Présidente de France Alzheimer Dordogne, représentante des usagers

2 commentaires

  • Guérineau Elisabeth dit :

    De beaux sentiments, mais ce n’est malheureusement pas la réalité de l’ehpad KORIAN, Paris 14è, à qui j’ai confié mon mari en perte d’autonomie, dont j’étais l’aidante depuis 5/6 ans, pour un COURT SEJOUR, à 6000 euros/mois, pendant que je faisais une cure rhumato pour mes problèmes de dos. C’était avant l’épidémie covid. Nous allions fêter nos 50 ans de vie commune.

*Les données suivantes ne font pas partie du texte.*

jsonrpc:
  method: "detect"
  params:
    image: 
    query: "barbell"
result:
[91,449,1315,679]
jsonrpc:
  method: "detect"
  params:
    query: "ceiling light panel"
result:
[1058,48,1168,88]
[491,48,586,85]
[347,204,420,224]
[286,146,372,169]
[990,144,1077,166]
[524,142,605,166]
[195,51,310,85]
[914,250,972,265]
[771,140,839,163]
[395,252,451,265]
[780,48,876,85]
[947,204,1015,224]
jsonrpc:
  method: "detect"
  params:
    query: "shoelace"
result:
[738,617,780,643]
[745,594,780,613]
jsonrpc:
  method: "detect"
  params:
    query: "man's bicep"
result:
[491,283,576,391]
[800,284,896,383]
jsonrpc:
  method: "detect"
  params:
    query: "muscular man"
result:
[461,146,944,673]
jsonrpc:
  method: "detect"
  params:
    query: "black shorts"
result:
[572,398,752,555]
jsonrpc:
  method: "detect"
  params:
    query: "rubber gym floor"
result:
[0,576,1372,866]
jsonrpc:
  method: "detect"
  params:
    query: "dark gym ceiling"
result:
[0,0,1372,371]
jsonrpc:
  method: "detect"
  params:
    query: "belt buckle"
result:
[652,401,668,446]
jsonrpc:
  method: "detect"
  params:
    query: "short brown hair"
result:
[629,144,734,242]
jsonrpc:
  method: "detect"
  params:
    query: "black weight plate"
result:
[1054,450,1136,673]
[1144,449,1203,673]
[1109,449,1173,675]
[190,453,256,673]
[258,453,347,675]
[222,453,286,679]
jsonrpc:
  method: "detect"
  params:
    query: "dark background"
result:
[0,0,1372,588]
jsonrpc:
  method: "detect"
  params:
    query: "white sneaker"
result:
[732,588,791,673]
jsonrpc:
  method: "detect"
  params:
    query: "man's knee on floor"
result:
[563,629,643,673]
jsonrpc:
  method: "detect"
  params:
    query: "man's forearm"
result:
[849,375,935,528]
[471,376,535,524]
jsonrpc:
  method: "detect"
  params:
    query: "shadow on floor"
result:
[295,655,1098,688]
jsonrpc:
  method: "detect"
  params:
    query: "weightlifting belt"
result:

Court séjour très préparé par moi, assurances données par la direction de l’ehpad, pour la prise en charge de l’alimentation et des médicaments, visite de la cadre à notre domicile, en face de l’ehpad, mes sms avec la direction et la cadre: la 11ème nuit, le médecin du Samu me téléphone, hospitalisation de mon mari en urgence vitale et décès à l’hôpital quelques jours plus tard: dénutrition sévére, tous ses médicaments ne lui ont pas été donnés, on m’a menti, j’ai découvert qu’il n’y avait plus de médecin coordonnateur, la direction n’a même pas appelé le médecin traitant de mon mari qui habite à 200 mètres de l’ehpad, etc.. Mon mari avait une prise en charge par des médecins extraordinaires, compétents et humanistes, gastro de l’hôpital Saint Antoine, rhumato et dermatologue de la Salpétrière, qu’on voyait dans leur cabinet, un binôme infirmier très compétent, un kiné et moi à ses côtés, qui avait appris beaucoup, entre autre grâce à l’hôpital Saint Antoine et le site internet de l’AFA. Il avait retrouvé une certaine autonomie, aimait la vie, on allait au bistrot, dans les expositions, au restaurant avec les amis.

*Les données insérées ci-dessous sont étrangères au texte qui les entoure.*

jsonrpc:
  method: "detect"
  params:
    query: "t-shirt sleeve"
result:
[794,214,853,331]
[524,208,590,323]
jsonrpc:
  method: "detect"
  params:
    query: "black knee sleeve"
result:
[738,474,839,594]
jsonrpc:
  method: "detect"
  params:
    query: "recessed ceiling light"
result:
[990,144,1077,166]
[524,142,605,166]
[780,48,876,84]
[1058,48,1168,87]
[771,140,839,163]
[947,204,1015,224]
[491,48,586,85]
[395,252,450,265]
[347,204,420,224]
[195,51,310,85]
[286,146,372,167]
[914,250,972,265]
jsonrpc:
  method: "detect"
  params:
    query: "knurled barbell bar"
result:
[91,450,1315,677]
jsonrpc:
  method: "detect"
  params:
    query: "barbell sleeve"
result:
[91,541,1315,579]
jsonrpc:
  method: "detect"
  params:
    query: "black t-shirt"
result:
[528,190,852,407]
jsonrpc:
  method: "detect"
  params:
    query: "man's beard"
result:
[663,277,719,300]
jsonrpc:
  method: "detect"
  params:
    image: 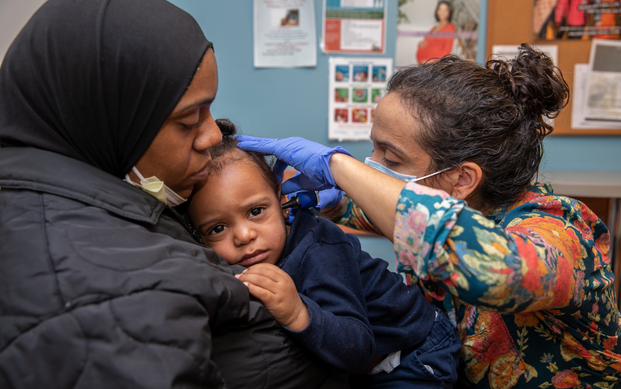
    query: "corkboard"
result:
[485,0,621,135]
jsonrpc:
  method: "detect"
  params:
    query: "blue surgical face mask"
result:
[364,157,450,182]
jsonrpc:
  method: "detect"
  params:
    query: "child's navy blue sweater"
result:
[277,210,435,373]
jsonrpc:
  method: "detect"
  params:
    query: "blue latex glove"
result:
[272,159,289,182]
[289,172,343,211]
[237,135,351,194]
[316,188,343,211]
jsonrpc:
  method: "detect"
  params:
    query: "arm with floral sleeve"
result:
[321,194,383,236]
[394,180,612,313]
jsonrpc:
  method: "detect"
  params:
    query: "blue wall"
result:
[171,0,621,171]
[171,0,621,266]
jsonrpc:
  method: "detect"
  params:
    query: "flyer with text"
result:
[322,0,386,54]
[328,57,392,141]
[254,0,317,68]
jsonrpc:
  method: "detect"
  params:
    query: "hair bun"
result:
[487,43,569,125]
[216,119,237,138]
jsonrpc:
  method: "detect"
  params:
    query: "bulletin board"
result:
[485,0,621,135]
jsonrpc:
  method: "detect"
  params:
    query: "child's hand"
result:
[235,263,310,331]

    J’ai pu enfin trouver un avocat pour porter plainte, j’ai un dossier malheureusement avec plein de preuves des négligences graves et des maltraitances qu’il a subies, mais aucune nouvelle du procureur. J’ai donc été obligée de déposer une deuxième plainte, cette fois avec constitution de partie civile, mais j’attends toujours. Malgré les plaintes qui se sont accumulées contre la multinationale KORIAN, celle-ci continue à engranger ses » bénéfices » en toute tranquillité, avec les financements de nos impôts – 40% de leur rentrées sont de l’argent public selon les informations de la presse d’investigation – et les sommes exorbitantes payées par les résidents et les familles, et recommence ses publicités pour les « soins à coeur » qu’elle prodigue. J’ai découvert que dans la République française, le procureur n’a aucun délai pour traiter les dossiers de plainte. Je découvre le coût de la justice pour le citoyen lambda, et je comprends maintenant pourquoi ALMA 75, qui m’a conseillée au départ, m’a téléphoné pour me féliciter de porter plainte. J’ai découvert qu’il y a 3 fois moins de juges en France qu’en Allemagne, etc..
    Mon mari était membre de l’Association François Aupetit, l’une des associations de France assos santé. Je ne savais rien des ehpad. J’ai découvert la réalité après la mort de mon mari. Je conseille la lecture du livre de Jean Arcelin « Tu verras maman, tu seras bien ». Il a dirigé pendant trois ans l’Ehpad KORIAN La Riviera de Mougins, avant de démissionner écoeuré. Un ehpad KORIAN champion depuis des décès covid. J’ai découvert que l’ehpad KORIAN à qui j’avais confié mon mari et l’ehpad La Riviera ont la même direction! Seule l’implication des usagers peut améliorer la situation des vieux, comme l’implication d’une partie des femmes de ma génération a permis la liberté de la contraception et de l’avortement, avec l’aide de quelques médecins formidables et courageux (certains l’ont payé très cher) et l’hostilité de la majorité d’entre eux, je n’oublie pas.